I am autistic, Mr. Carley. I have always been autistic, and I have never been ashamed of having this in common with people whose needs are greater than my own. I worry, though, that people might think I'm like you. I'm not. I know that having a disability doesn't make anyone less of a person.
Did you write this vision statement for GRASP, Mr. Carley?
"At GRASP we envision a world where all individuals on the autism spectrum are respected, valued, and fairly represented; where appropriate supports and services are readily available to those in need; and where people on the spectrum are empowered to participate in policy and personal decisions that affect their lives."
And if so, what did you mean by "respected" and "valued" and "all individuals?" Because I'm not getting it.
Another well known "Aspie," Liane Holliday Willey, weighs in on the topic here. " 'Grouping Aspies with people who have language delays, need more self-care and have lower IQs, how in the world are we going to rise to what we can do?' Willey said." If this "rising" means someone else needs to be pushed down, no thanks, I don't want any of it.
I don't like to call out other autistics by name, and I rarely do that here.
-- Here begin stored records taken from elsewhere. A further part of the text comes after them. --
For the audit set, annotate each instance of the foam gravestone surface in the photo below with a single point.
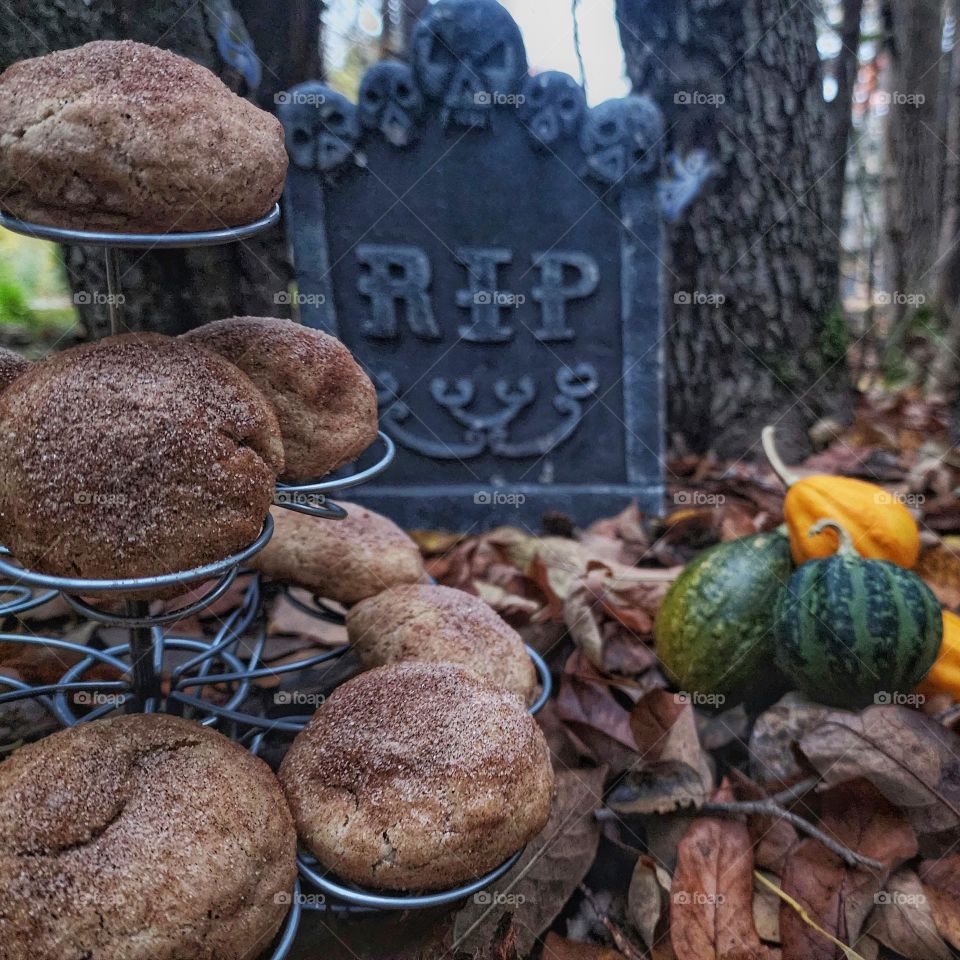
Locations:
(118, 135)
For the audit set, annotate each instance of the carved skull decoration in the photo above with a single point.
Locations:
(469, 54)
(622, 139)
(320, 126)
(552, 107)
(390, 101)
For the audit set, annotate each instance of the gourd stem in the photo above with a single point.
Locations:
(846, 546)
(768, 439)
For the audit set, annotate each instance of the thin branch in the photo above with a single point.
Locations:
(770, 808)
(773, 806)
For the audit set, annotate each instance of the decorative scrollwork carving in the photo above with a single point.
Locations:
(489, 432)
I'm making an exception for these two; this is too important to let go without comment. There are too many people out there claiming that "neurodiversity" means selfishly promoting the needs of the "super high-functioning" and "barely autistic" at the expense of people you have now publicly disrespected.
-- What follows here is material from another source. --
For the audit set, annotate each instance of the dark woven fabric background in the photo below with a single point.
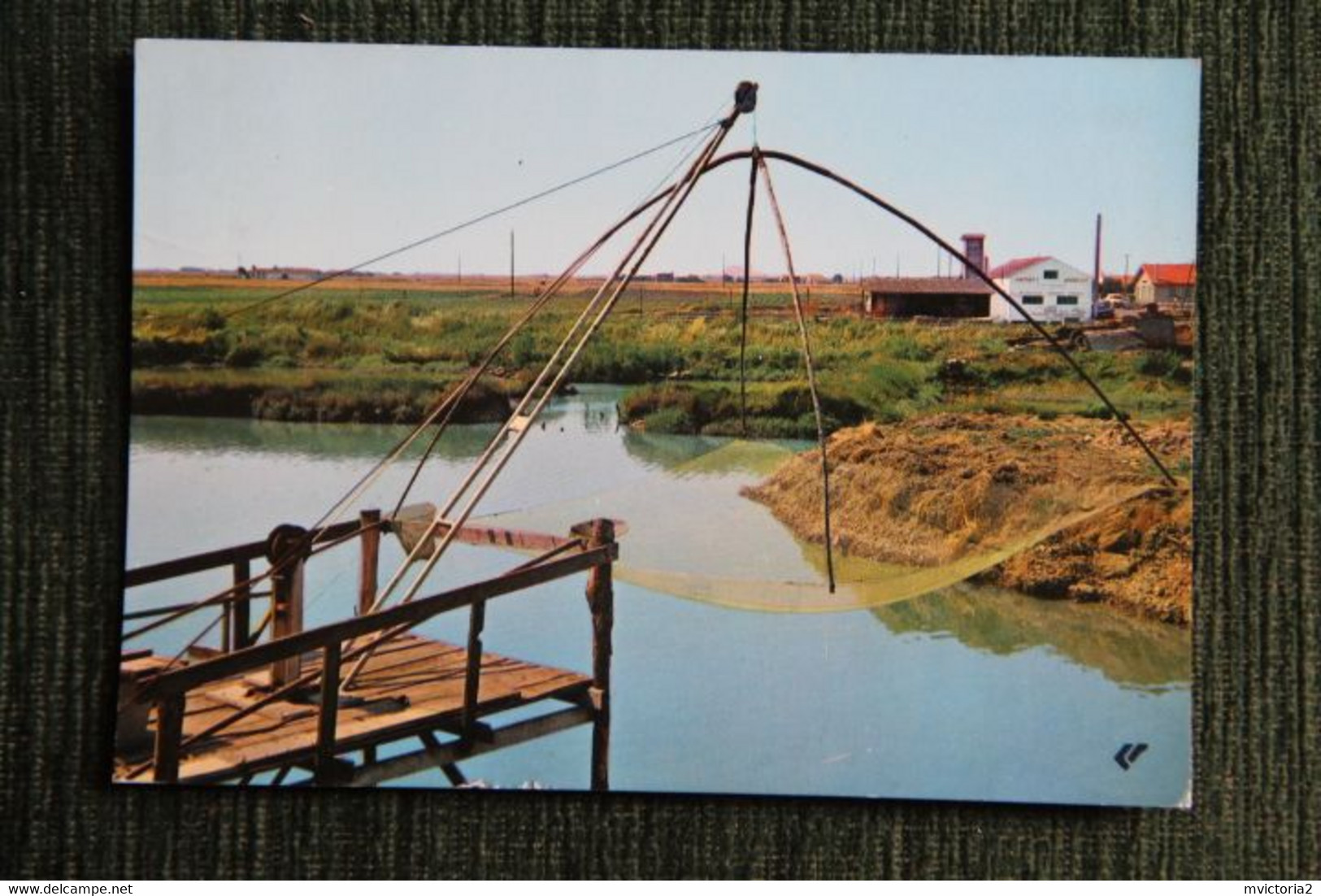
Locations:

Once the DSM has removed Asperger syndrome from its pages, there will still be plenty of "autism advocates" to tell me I'm not really autistic. Of course their opinions won't make any more or less difference than they did before. I'll still be what I am and they will still be what they are too. Why don't you guys over at GRASP just keep the "Aspie" label for yourselves then? I am already autistic, you see; I really have no use for it.